Spider web-inspired gelatin-based bioplastic enables closed-loop recyclable, biodegradable, and sustainable packaging

Abstract

We present a spider web-inspired gelatin (GE) bioplastic engineered by the integration of natural tea polyphenols (TP), gelatin, and bio-based hyperbranched polyester (HBPE) synthesized from glycerol and itaconic anhydride. The resulting TP-HBPE-GE exhibits multifunctionality, including: Balanced optical properties for food packaging (52% visible light transmission and 99.8% UV blocking), a mechanically tunable biomimetic networks enabling glycerol-free customization of strength and toughness (11.0-33.8 MPa tensile strength, 21.6%-125.3% elongation at break), dual moisture resistance combining hydrophobic surfaces (113.3° contact angle) and low vapor permeability with high barrier properties (803.1 g/(m²·day)), and bioactive preservation through antioxidant (88.6% DPPH scavenging) and antimicrobial actions (complete eradication of E. coli and S. aureus).
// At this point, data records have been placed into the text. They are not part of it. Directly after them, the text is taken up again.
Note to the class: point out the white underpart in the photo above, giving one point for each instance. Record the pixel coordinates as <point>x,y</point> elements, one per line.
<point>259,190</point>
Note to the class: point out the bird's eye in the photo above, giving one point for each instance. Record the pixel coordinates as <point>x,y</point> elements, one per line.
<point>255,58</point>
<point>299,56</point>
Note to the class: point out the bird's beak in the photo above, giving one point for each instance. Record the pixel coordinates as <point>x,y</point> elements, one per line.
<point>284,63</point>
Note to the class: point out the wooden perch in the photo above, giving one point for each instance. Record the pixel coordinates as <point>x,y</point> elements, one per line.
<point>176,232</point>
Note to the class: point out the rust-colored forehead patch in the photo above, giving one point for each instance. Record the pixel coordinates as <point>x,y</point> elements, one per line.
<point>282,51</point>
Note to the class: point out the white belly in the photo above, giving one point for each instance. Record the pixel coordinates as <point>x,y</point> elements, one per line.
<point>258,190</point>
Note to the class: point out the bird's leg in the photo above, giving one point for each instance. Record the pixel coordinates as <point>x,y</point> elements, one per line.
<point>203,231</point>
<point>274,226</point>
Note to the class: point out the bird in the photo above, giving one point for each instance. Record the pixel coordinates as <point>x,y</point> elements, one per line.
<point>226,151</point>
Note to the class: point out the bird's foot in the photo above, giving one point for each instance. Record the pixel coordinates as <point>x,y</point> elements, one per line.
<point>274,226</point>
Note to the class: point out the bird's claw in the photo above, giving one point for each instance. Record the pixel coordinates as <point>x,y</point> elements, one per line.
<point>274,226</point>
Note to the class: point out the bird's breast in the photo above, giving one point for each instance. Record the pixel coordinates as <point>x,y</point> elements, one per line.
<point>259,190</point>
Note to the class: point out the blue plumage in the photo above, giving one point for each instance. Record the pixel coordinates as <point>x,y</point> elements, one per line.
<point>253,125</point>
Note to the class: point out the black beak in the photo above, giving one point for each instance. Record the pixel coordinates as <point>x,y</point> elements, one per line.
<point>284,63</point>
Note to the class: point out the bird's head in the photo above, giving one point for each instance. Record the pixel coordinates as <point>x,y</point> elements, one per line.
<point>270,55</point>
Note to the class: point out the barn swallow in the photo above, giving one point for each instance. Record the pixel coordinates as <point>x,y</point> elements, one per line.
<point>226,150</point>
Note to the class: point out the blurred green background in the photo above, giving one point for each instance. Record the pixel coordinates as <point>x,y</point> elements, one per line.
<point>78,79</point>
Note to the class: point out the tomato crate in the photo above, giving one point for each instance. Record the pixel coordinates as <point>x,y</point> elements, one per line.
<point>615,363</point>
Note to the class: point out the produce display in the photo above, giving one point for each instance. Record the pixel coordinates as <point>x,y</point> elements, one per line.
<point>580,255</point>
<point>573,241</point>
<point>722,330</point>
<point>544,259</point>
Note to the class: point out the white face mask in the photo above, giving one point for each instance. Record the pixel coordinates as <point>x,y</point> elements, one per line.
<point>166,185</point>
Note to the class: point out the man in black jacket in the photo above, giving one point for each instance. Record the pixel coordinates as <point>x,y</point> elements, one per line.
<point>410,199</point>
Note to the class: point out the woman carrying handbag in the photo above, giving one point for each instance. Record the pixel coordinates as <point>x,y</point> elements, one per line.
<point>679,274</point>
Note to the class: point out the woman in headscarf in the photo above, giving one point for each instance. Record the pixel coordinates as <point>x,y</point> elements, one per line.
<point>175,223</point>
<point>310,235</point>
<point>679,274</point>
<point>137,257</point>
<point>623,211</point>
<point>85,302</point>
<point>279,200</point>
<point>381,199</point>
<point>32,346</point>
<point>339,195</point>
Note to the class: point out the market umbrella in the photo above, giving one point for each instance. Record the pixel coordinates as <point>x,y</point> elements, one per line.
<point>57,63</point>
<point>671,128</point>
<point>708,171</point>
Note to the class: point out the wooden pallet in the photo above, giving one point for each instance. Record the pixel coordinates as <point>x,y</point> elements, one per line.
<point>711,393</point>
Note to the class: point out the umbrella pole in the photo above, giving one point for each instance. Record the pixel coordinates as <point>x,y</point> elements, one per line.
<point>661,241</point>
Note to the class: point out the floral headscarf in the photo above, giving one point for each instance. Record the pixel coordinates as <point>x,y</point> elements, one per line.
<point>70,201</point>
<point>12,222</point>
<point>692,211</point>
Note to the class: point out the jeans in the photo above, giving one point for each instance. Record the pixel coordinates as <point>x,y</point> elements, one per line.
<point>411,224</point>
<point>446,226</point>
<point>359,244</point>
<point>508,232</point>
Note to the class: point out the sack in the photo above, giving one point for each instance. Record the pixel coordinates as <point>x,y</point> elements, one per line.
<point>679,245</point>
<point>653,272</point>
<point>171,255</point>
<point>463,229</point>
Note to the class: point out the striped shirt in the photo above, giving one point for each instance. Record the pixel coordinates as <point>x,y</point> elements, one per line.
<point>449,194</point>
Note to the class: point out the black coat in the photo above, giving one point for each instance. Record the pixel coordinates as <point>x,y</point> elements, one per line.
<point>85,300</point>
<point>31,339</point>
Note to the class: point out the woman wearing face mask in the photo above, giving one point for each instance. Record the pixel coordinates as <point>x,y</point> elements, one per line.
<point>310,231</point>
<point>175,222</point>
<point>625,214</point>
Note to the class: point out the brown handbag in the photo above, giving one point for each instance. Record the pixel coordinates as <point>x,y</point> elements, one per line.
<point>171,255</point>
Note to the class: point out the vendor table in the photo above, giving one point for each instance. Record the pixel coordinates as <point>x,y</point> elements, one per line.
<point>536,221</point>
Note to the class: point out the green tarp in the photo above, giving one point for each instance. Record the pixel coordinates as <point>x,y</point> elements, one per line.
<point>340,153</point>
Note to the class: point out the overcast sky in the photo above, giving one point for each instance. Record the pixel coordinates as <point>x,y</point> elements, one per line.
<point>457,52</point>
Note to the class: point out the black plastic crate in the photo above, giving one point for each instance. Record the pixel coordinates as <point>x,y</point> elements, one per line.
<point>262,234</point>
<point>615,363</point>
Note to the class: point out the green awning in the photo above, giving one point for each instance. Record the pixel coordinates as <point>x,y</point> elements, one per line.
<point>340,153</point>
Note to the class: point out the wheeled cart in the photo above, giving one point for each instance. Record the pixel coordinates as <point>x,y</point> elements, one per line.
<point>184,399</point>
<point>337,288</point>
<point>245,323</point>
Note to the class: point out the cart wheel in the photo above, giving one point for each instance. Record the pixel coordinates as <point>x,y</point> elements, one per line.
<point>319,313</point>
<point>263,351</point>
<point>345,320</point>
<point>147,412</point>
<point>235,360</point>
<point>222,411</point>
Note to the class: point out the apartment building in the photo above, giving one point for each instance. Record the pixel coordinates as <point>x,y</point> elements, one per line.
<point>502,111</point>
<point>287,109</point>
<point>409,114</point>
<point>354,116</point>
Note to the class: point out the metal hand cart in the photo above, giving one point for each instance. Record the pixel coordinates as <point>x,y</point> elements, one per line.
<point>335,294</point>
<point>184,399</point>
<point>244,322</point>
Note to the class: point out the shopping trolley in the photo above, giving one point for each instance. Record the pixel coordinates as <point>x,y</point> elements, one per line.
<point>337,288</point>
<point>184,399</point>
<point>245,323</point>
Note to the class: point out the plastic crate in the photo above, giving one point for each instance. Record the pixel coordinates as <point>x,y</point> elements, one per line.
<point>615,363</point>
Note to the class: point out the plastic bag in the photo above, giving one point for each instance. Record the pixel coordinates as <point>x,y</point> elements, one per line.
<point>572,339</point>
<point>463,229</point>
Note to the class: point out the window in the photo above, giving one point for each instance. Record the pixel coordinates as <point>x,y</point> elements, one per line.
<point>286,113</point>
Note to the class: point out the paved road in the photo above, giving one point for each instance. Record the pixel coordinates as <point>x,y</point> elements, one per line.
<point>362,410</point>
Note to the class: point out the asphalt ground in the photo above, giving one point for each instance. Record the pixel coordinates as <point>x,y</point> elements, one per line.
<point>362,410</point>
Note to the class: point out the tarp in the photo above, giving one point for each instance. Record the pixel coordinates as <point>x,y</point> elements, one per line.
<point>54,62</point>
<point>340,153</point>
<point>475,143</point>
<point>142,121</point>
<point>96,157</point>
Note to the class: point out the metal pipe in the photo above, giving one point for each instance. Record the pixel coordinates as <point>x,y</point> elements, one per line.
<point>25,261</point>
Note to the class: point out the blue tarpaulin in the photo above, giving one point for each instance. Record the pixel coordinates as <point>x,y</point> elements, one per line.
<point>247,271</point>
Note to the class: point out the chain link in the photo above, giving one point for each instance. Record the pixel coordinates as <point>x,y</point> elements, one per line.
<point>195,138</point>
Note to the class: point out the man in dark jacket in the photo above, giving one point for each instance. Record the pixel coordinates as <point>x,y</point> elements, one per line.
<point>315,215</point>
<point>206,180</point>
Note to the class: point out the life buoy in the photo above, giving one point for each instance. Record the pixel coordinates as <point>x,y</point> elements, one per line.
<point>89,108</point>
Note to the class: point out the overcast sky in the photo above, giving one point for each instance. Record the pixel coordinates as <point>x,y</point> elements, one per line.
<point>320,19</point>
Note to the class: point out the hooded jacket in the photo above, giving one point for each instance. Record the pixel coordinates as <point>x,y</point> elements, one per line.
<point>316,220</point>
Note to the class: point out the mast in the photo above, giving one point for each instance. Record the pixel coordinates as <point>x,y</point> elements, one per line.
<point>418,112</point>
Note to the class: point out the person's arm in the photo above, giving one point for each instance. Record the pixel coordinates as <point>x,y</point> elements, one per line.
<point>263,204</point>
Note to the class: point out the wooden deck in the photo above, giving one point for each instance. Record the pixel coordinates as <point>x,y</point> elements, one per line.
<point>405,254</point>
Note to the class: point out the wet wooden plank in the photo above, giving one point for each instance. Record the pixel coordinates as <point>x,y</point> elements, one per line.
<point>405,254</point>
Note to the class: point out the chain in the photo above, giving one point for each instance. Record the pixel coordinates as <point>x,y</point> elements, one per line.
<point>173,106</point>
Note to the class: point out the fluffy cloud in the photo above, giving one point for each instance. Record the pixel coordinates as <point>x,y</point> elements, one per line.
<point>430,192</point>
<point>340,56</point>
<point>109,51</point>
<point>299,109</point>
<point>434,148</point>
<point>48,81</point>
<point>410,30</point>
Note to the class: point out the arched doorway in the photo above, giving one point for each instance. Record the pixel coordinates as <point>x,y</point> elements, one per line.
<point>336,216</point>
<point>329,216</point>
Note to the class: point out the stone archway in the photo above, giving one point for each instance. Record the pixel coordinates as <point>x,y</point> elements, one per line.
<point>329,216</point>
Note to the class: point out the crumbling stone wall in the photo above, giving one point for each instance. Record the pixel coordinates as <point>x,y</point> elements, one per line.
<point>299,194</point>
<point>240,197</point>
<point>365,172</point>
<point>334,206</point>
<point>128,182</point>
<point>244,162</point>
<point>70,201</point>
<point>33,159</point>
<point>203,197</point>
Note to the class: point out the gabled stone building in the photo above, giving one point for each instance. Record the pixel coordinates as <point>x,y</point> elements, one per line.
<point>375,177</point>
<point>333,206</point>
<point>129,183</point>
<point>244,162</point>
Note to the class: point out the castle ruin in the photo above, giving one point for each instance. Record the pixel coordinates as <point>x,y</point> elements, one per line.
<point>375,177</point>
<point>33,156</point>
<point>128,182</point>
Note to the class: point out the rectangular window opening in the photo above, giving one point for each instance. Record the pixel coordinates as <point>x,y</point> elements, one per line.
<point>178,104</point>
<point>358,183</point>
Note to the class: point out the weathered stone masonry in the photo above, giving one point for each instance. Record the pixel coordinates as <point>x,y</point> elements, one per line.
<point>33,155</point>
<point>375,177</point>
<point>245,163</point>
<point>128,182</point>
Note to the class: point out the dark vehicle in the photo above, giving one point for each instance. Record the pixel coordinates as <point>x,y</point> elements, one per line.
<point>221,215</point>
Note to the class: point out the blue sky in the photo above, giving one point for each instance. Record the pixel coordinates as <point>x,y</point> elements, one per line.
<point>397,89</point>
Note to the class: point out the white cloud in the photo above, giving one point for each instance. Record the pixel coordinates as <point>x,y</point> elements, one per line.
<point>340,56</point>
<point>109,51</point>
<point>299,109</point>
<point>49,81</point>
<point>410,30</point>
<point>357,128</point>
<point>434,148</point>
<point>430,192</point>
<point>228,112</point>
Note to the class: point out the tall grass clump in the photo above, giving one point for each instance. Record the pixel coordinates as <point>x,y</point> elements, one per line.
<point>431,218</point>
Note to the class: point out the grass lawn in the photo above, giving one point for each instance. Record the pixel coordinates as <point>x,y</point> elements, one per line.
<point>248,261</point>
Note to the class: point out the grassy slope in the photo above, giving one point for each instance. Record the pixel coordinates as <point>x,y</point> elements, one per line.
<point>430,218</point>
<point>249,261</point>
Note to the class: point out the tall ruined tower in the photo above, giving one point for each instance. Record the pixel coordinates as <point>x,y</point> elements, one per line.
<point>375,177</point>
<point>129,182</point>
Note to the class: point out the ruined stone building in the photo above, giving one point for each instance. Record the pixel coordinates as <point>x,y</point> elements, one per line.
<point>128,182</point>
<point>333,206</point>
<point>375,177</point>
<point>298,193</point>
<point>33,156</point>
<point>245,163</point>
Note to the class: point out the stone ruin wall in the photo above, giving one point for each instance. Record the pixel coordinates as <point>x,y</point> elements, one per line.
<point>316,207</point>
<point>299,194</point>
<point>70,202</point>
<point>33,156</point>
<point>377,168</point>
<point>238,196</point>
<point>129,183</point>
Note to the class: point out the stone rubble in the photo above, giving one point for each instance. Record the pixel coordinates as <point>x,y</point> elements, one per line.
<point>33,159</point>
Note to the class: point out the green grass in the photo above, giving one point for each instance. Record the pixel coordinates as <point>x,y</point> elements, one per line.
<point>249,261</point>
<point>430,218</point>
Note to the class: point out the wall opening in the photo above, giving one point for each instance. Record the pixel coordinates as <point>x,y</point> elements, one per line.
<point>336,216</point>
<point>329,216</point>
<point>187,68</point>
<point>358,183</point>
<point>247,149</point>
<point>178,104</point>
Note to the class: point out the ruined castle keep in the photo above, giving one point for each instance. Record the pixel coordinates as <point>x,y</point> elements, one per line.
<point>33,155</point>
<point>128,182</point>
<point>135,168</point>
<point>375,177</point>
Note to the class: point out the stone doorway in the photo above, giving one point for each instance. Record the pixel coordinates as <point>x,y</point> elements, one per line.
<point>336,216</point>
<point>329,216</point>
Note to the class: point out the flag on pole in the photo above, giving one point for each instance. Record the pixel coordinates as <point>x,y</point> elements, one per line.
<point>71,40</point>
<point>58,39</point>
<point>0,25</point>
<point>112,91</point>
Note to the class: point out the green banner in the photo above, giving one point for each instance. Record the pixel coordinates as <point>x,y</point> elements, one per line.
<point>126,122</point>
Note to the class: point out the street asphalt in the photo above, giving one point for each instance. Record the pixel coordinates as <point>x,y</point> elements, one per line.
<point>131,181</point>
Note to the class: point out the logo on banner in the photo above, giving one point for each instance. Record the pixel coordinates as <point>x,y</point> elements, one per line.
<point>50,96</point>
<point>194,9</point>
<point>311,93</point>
Practical validation demonstrates superior cherry tomato preservation compared to commercial polyvinyl chloride (PVC), maintaining firmness and retaining nutrient over 15 days. The system embodies circular design principles through its renewable composition (gelatin, TP and HBPE), energy-efficient processing (water-based fabrication and thermal remodeling), closed-loop recyclability (conversion to adhesives/coatings), and full biodegradation within 28 days. This architecturally engineered bioplastic establishes a sustainable packaging paradigm aligned with green chemistry principles, including prioritization of renewable feedstocks, minimized process environmental footprints, valorization of waste film as adhesives and coatings, and ensured end-of-life biodegradability.